Bundesfinanzminister Scholz (SPD) zeigte sich nach dem Eurogruppen-Treffen zuversichtlich: Der Vorschlag sei "so, dass wir glauben, nicht nur die Unterstützung unserer beiden Länder zu haben, sondern auch die anderen Mitglieder der Eurozone davon zu überzeugen", sagte er. EU-Wirtschaftskommissar Pierre Moscovici sagte, die verschiedenen Ideen müssten nun ausgearbeitet und zusammengeführt werden.

Österreichs Finanzminister Hartwig Löger bezeichnete den Plan von Bundesfinanzminister Olaf Scholz (SPD) und seines französischen Amtskollegen Bruno Le Maire als "Papier, das uns noch nicht alles sagt". Laut der Nachrichtenagentur dpa sollen auch andere Minister Nachfragen gestellt oder Zweifel zur Funktion und zum Nutzen des Plans geäußert haben.

Niederlande zweifeln, Italien übt Kritik

So zeigten sich die Niederlande, welche die Budget-Pläne bisher abgelehnt hatten, offenbar gesprächsbereit.
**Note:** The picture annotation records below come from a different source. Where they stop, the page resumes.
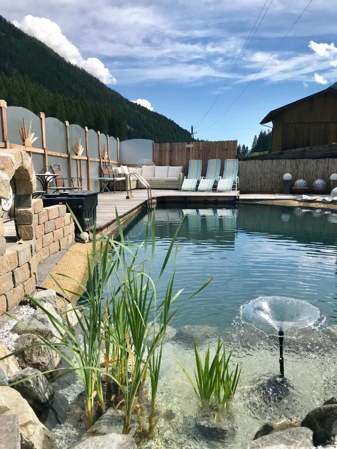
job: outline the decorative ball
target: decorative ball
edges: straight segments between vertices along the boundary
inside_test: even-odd
[[[154,162],[153,162],[152,161],[151,161],[150,159],[141,159],[141,160],[139,161],[138,163],[137,164],[137,166],[140,167],[141,168],[141,167],[143,165],[155,165],[155,164]]]
[[[333,189],[331,191],[331,196],[333,198],[335,198],[335,197],[337,197],[337,187],[335,187],[335,189]]]
[[[308,182],[305,179],[298,179],[297,181],[295,182],[294,187],[304,189],[308,187]]]
[[[326,190],[327,183],[324,179],[317,179],[313,183],[313,189],[318,190]]]

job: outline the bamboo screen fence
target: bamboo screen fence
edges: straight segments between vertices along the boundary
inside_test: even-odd
[[[237,140],[220,142],[175,142],[154,144],[153,160],[156,165],[183,166],[184,172],[187,174],[190,159],[201,159],[202,175],[206,175],[209,159],[221,159],[222,175],[225,159],[234,159],[236,156]]]
[[[294,182],[299,178],[306,180],[309,187],[316,179],[324,179],[329,191],[330,175],[337,173],[337,159],[246,160],[239,163],[243,193],[282,192],[285,173],[291,173]]]

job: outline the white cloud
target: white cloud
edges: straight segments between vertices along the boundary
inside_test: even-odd
[[[62,33],[60,27],[50,19],[26,15],[21,21],[13,24],[25,32],[42,41],[67,61],[84,69],[106,84],[114,84],[116,78],[97,58],[84,59],[78,48]]]
[[[318,73],[316,73],[314,75],[314,78],[317,83],[318,83],[319,84],[327,84],[328,81],[327,80],[322,76],[321,75],[319,75]]]
[[[150,111],[153,110],[153,107],[151,105],[150,102],[148,100],[145,100],[145,98],[137,98],[137,100],[131,100],[131,101],[144,106],[144,108],[150,109]]]

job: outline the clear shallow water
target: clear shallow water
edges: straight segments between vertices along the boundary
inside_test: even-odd
[[[245,449],[267,421],[282,416],[302,420],[337,395],[337,214],[259,205],[241,205],[238,210],[158,208],[154,279],[183,218],[177,240],[175,290],[187,286],[186,297],[210,276],[215,279],[171,323],[170,337],[175,335],[164,345],[157,406],[162,415],[171,411],[172,418],[160,419],[155,438],[142,447]],[[143,241],[146,219],[140,216],[125,230],[132,242]],[[167,278],[164,281],[159,296]],[[269,395],[266,387],[279,373],[276,329],[271,333],[242,319],[243,307],[259,296],[305,300],[321,310],[320,318],[325,317],[319,326],[286,331],[285,371],[290,387],[282,398]],[[313,309],[306,310],[311,321]],[[281,311],[289,322],[302,316],[298,309],[293,317],[288,310]],[[276,321],[279,315],[269,314]],[[186,326],[188,332],[182,332]],[[199,404],[175,360],[193,375],[193,337],[201,354],[210,344],[213,356],[218,335],[227,350],[233,349],[233,364],[242,368],[230,411],[234,431],[224,441],[205,438],[196,427]],[[70,444],[78,421],[71,425],[70,430],[60,426],[67,440],[64,445],[59,440],[60,448]]]
[[[147,219],[143,214],[126,230],[131,242],[143,240]],[[214,279],[184,306],[175,327],[226,329],[242,305],[260,296],[305,300],[322,311],[327,324],[337,323],[334,211],[256,205],[238,209],[158,208],[155,279],[180,225],[175,288],[185,288],[181,300],[209,277]],[[159,284],[159,295],[167,279]]]

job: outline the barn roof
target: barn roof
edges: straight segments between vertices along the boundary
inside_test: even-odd
[[[264,123],[268,123],[269,122],[272,121],[275,117],[278,115],[280,112],[282,112],[286,109],[289,109],[290,108],[292,108],[295,105],[301,103],[302,101],[305,101],[307,100],[314,98],[315,97],[318,97],[320,95],[329,93],[337,95],[337,88],[332,87],[328,87],[327,89],[325,89],[324,90],[321,90],[320,92],[317,92],[316,93],[309,95],[308,97],[305,97],[304,98],[297,100],[296,101],[293,101],[292,103],[289,103],[288,104],[286,104],[284,106],[281,106],[280,108],[278,108],[277,109],[274,109],[274,110],[271,111],[270,112],[269,112],[267,114],[266,117],[260,122],[260,124],[263,125]]]

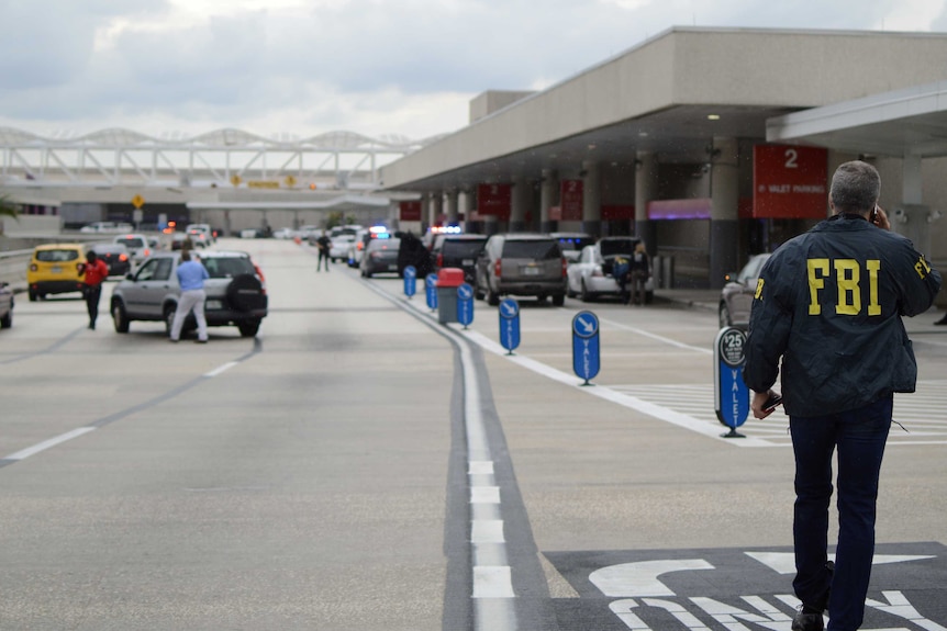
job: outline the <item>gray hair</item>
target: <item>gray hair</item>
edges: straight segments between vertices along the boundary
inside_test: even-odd
[[[828,199],[839,213],[866,213],[874,209],[881,195],[881,176],[878,169],[854,160],[840,165],[832,176]]]

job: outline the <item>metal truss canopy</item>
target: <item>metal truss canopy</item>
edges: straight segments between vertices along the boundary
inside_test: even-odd
[[[234,128],[192,137],[156,138],[124,128],[44,137],[0,127],[0,183],[376,188],[379,161],[403,157],[435,139],[370,138],[353,132],[267,138]]]

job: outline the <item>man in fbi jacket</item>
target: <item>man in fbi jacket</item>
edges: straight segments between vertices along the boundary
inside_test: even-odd
[[[902,316],[931,308],[940,274],[878,207],[881,178],[846,162],[832,178],[833,216],[782,245],[760,272],[744,381],[756,418],[781,370],[795,455],[793,631],[855,631],[874,553],[878,478],[893,394],[914,392],[917,364]],[[781,359],[781,367],[780,367]],[[827,557],[832,458],[838,450],[838,542]]]

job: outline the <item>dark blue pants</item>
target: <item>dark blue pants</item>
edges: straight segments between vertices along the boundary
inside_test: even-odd
[[[795,453],[795,510],[792,526],[796,576],[803,604],[828,599],[828,630],[855,631],[865,617],[865,598],[874,555],[878,477],[891,427],[891,397],[865,407],[817,417],[790,417]],[[835,571],[826,567],[832,457],[838,450],[838,544]]]

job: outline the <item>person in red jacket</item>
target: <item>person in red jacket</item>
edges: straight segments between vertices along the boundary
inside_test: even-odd
[[[82,269],[82,296],[89,309],[89,328],[96,330],[96,317],[99,315],[99,298],[102,295],[102,281],[109,278],[109,266],[99,260],[99,256],[90,250],[86,252],[86,267]]]

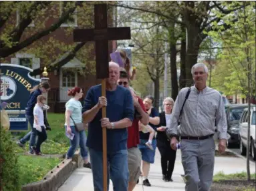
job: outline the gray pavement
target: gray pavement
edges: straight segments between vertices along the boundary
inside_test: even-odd
[[[255,163],[251,162],[251,173],[255,172]],[[223,172],[225,174],[232,174],[246,172],[246,160],[242,158],[215,157],[214,174]],[[165,182],[162,180],[160,156],[158,150],[156,150],[155,163],[150,166],[148,180],[151,187],[142,187],[142,179],[137,184],[134,191],[150,190],[184,190],[184,183],[181,177],[184,174],[183,167],[181,164],[180,150],[177,151],[176,160],[174,173],[172,175],[173,182]],[[144,189],[143,189],[144,188]],[[156,190],[157,189],[157,190]],[[90,170],[84,168],[76,169],[72,175],[59,188],[58,191],[93,191],[92,174]],[[110,191],[113,190],[110,181]]]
Zwar blieben viele Fragen offen, sagte Finanzminister Wopke Hoekstra laut der Nachrichtenagentur AFP. Und "wenn das nicht im Interesse der Niederlande oder des niederländischen Steuerzahlers ist, sind wir draußen." Er wolle aber erst hören, worum es genau gehe.

Das Eurozonenbudget ist Teil einer europäischen Debatte über Reformen zum Schutz vor Finanzkrisen; die EU-Kommission hatte vor einigen Monaten ein ähnliches Konzept präsentiert. Der deutsch-französische Entwurf sieht vor, dass das Budget im Rahmen der EU-Finanzplanung von 2021 bis 2027 aufgesetzt werden soll. Laut dem Papier, das dem SPIEGEL vorliegt, sei das Ziel, "relevante Investitionen und Reformen in Mitgliedsländern der Eurozonezu unterstützen". Denkbar seien Zukunftsinvestitionen oder Nothilfen für Länder in Wirtschaftskrisen.

Kritik kam unterdessen aus dem hoch verschuldeten Italien. Falls das Eurozonenbudget dem Land wie befürchtet schade, werde es keine Unterstützung dafür aus Italien geben, sagte Vizepremier Matteo Salvini in Mailand. Italien befindet sich derzeit im Haushaltsstreit mit der EU und hält an den umstrittenen Schuldenplänen für das kommende Jahr fest.

Die Staats- und Regierungschefs wollen nun beim Gipfel im Dezember weitergehende Beschlüsse fassen. Die Verhandlungen über den künftigen Rahmen des EU-Haushalts dürften sich jedoch noch über das kommende Jahr zwischen EU-Staaten und Europaparlament hinziehen.